Ecological interactions uphold ecosystem structure and functioning. However, as species richness increases, the number of possible interactions rises exponentially. More than 6,000 species of coral reef fishes exist across the world’s tropical oceans, resulting in an almost innumerable array of possible trophic interactions. Distilling general patterns in these interactions across different bioregions stands to improve our understanding of the processes that govern coral reef functioning. Here, we show that across bioregions, tropical coral reef food webs exhibit a remarkable congruence in their trophic interactions. Specifically, by compiling and investigating the structure of six coral reef food webs across distinct bioregions, we show that when accounting for consumer size and resource availability, these food webs share more trophic interactions than expected by chance. In addition, coral reef food webs are dominated by dietary specialists, which makes trophic pathways vulnerable to biodiversity loss.
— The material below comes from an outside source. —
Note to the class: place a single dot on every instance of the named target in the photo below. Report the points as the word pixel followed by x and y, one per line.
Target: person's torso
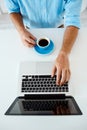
pixel 42 13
Prey partitioning among these specialists is geographically consistent, and this pattern intensifies when weak interactions are disregarded. Our results suggest that energy flows through coral reef communities along broadly comparable trophic pathways. Yet, these critical pathways are maintained by species with narrow, specialized diets, which threatens the existence of coral reef functioning in the face of biodiversity loss.